Oil futures edged higher Tuesday, with the global benchmark tapping highs near the $80-a-barrel threshold, as strikes by workers in Norway and Gabon added to global production outages.
August West Texas Intermediate crude CLQ8, +0.32% tacked on 15 cents, or 0.2%, to $74 a barrel on the New York Mercantile Exchange. September Brent crude LCOU8, +0.96% the global benchmark, climbed by 57 cents, or 0.7%, to $78.64 a barrel on the ICE Futures Europe exchange, after climbing to as high as $79.51.
“Supply risk continues to be a major driver of both short and long-term price movements as the market assesses the degree to which renewed U.S. sanctions against Iran will halt Iranian oil exports,” said Robbie Fraser, commodity analyst at Schneider Electric. “While countries have technically been given a November 4th deadline by the U.S. to halt Iranian imports, present issues surrounding cargo insurance and long-term contract terms are already impacting flows.”
During a meeting last month, Organization of the Petroleum Exporting Countries agreed to lift output globally by 1 million barrels a day to help counteract lost barrels from Venezuela and Iran, where the U.S. has pulled out of a nuclear agreement and threatened to reimpose sanctions targeting Tehran’s oil exports.
Contributing to supply concerns, a strike by oil workers in Norway forced the shut in of 23,000 barrels a day of crude and 3,500 barrels a day of natural-gas liquids, said Robert Yawger, director for energy at Mizuho Securities U.S.A., in a note.
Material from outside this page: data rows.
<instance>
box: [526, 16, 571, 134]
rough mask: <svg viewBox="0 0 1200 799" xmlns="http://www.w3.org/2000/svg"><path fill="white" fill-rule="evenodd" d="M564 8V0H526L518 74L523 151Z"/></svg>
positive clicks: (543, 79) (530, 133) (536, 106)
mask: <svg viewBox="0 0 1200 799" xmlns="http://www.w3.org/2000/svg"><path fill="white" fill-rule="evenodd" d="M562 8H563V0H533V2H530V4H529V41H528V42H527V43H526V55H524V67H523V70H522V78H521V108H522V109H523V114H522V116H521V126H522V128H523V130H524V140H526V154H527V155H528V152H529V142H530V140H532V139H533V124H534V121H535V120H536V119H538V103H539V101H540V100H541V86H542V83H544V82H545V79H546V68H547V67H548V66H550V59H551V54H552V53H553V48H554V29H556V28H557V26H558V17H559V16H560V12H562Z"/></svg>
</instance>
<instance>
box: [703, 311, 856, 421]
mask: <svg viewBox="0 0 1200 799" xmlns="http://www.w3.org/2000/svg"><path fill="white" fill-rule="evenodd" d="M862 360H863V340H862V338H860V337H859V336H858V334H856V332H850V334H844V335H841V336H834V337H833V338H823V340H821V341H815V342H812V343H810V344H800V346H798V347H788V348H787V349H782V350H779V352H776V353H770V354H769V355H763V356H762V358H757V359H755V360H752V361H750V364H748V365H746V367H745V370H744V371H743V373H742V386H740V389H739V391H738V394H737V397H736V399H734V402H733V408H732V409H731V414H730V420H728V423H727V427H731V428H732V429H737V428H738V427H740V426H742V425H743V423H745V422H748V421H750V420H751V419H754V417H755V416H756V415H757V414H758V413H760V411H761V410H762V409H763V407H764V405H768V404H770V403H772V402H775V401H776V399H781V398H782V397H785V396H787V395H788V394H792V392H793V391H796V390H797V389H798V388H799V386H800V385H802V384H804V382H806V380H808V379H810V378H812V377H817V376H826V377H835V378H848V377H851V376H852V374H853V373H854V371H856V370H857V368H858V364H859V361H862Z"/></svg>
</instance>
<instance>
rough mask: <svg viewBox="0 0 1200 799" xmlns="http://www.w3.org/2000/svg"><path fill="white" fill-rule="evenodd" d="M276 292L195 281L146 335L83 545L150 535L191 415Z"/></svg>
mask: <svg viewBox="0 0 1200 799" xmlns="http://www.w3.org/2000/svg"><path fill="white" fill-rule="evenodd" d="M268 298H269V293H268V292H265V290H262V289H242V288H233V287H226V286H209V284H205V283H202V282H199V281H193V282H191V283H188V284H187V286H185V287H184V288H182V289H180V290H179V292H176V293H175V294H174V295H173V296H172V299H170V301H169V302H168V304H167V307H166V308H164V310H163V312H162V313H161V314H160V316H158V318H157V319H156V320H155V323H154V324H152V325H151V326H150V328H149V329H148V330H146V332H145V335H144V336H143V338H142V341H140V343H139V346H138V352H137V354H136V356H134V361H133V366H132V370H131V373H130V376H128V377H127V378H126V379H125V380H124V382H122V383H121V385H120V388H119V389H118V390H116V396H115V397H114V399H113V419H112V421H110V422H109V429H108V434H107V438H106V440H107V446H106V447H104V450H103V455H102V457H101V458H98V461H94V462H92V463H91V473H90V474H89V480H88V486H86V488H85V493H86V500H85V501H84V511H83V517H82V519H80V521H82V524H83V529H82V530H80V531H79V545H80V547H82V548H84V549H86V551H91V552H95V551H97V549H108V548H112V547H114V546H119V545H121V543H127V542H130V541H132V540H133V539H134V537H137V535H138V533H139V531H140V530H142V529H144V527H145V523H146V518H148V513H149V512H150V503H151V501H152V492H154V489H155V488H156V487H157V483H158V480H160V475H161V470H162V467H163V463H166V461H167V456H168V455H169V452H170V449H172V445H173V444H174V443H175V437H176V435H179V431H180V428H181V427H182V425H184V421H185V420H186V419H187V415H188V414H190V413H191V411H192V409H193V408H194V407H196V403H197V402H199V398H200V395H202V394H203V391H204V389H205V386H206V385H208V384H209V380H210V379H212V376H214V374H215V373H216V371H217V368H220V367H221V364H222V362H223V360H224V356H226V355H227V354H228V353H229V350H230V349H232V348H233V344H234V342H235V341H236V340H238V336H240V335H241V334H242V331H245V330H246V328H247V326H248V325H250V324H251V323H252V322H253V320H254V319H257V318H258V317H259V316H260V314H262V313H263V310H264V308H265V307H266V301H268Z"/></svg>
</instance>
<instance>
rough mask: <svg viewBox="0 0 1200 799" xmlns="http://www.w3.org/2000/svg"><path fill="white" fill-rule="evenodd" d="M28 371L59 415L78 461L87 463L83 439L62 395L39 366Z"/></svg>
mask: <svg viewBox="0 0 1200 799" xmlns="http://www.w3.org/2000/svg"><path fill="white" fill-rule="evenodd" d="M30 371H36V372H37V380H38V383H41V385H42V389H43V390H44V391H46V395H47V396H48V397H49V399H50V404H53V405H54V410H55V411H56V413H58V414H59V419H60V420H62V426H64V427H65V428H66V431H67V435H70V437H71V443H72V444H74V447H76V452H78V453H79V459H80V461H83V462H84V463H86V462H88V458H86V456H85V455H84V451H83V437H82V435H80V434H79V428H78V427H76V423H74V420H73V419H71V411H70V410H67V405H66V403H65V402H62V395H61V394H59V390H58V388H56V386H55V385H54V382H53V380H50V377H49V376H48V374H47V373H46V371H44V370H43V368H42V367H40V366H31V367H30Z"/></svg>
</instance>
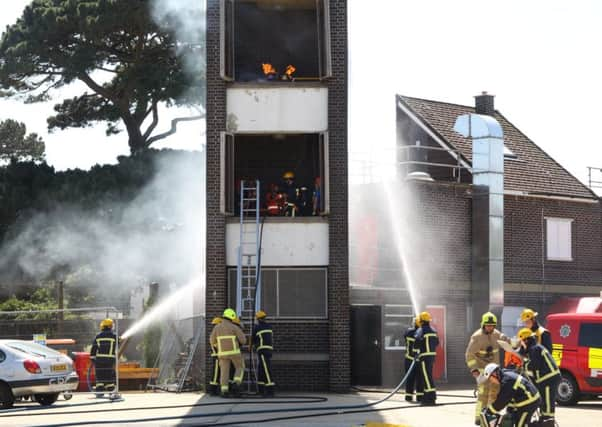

A strike in Gabon was expected to take 54,000 barrels a day of production offline, according to JBC Energy. That adds to continued outages in Libya and Canada.
Output in Libya amounts to 527,000 a barrel, said analysts at Commerzbank, citing the director of the state oil company, which is less than half its February level. And output is set to decline further due to the closure of key oil terminals, they said, in a note. An outage at a production facility in Canada that isn’t expected to return to full utilization until midmonth has taken another 360,000 barrels a day offline.
Given the disruption to Libyan output in the first half of 2018, as well as the Canadian Syncrude outage and “perceived severity of U.S. policy toward Iran,” analysts at Barclays raised their expectations for Brent crude in the second half of the year to $73 a barrel, from $70 a barrel. They also lifted the outlook for 2019 Brent prices to $71 from $65.
In other energy trade, August gasoline RBQ8, +0.41% rose 0.2% to $2.153 a gallon, while August heating oil HOQ8, +1.18% was up 1% at 2.216 a gallon. August natural gas NGQ18, -1.52% fell 1% to $2.801 per million British thermal units.
For oil, “while the supply risk skews considerably bullish, demand still offers some potential downside risk in the face of rising consumer prices and potential escalations to trade barriers between the U.S. and China among others,” said Fraser. “For now though, the risk to oil prices from trade policy appears to be largely in step with the economy at large.”
The EIA will release its monthly Short-term Energy Outlook report later Tuesday. Monthly oil reports are due from OPEC on Wednesday and from the International Energy Agency Thursday.
Separately, the EIA Wednesday will issue weekly data on U.S. petroleum supplies, with analysts polled by S&P Global Platts forecasting a drop of 4.8 million barrels in last week’s crude stockpiles.